For one, we're no longer back in the days of The Dinosauria where only ten skulls could be illustrated by McIntosh. There have to be a few times that now at least, plus tons known from braincases and/or jaw elements.
Two, just how poorly known are skulls of other dinosaurs? There are only four or so stegosaur taxa with known skulls, two therizinosaurs, and three alvarezsauroids, for instance.
Three, how much does it reflect the number of sauropods named from axial material as opposed to the percentage of sauropod skulls found per postcranium? Maybe the elaborate vertebrae of sauropods make them more prone to being named from postcrania, whereas e.g. ornithopod or ceratopsian postcrania are often considered indeterminate. I suspect if you counted all of the partial cerapod postcrania left undescribed or uncollected, their skulls would seem much more rare.

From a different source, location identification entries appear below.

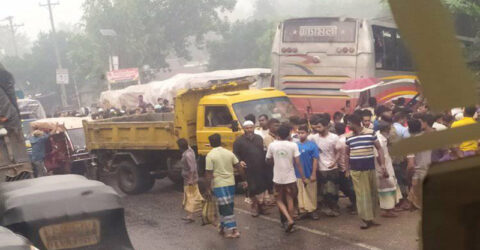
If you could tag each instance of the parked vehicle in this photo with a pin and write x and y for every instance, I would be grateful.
(142, 148)
(313, 57)
(66, 149)
(10, 240)
(64, 212)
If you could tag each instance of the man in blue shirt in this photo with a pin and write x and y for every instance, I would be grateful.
(307, 192)
(38, 141)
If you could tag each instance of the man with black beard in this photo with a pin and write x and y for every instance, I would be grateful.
(249, 150)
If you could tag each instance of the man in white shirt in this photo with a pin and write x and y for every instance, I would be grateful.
(262, 128)
(283, 153)
(328, 175)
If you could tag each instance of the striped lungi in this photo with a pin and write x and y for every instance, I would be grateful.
(225, 196)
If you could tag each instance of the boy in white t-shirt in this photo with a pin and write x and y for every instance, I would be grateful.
(329, 173)
(283, 153)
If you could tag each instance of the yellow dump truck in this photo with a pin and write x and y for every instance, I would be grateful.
(143, 148)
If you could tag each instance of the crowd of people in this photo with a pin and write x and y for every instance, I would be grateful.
(303, 165)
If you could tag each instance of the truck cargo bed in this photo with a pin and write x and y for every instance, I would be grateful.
(136, 132)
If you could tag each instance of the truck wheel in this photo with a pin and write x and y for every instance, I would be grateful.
(175, 170)
(133, 179)
(148, 183)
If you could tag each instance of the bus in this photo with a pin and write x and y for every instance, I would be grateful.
(313, 57)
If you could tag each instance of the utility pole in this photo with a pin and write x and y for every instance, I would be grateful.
(57, 52)
(13, 28)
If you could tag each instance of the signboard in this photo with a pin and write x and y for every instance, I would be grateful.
(62, 76)
(123, 75)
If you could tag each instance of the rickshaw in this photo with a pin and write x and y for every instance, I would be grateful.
(64, 212)
(65, 150)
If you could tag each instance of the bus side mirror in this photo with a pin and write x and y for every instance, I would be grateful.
(235, 126)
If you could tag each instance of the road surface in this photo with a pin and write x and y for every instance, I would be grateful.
(153, 222)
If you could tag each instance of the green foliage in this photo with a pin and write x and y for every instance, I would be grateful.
(244, 45)
(147, 31)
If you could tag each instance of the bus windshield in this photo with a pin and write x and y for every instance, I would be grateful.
(318, 30)
(279, 108)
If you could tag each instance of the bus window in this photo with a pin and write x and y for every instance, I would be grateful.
(404, 59)
(390, 52)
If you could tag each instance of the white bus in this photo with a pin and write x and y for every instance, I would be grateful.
(313, 57)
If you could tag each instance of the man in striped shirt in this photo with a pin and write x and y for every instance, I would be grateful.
(361, 144)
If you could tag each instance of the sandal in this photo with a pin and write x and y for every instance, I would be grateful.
(289, 227)
(188, 220)
(233, 235)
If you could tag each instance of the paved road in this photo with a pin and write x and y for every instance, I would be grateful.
(153, 222)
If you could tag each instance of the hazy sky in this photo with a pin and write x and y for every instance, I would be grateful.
(36, 19)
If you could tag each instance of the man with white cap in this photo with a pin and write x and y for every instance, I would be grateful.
(249, 150)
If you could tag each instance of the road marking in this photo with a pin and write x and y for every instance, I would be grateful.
(315, 231)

The first two questions could actually be answered statistically, once my sauropodomorph database were 'complete'. You would need to try to include only valid taxa (nice and subjective), then find some way to represent cranial completeness (maybe on a scale of 20, where each kind of preserved skull element counts as 1, and having 20 is equivalent to a complete skull), then find the average cranial completeness number for various groups. The third question would be more difficult, since not only would just trawling museum collections be tedious, it would leave the 'how many aren't collected' part unknown. And just as I bet there's a bias in not collecting cerapod postcranial bits due to supposed indeterminacy, there's also a bias in not collecting sauropod fossils due to their size.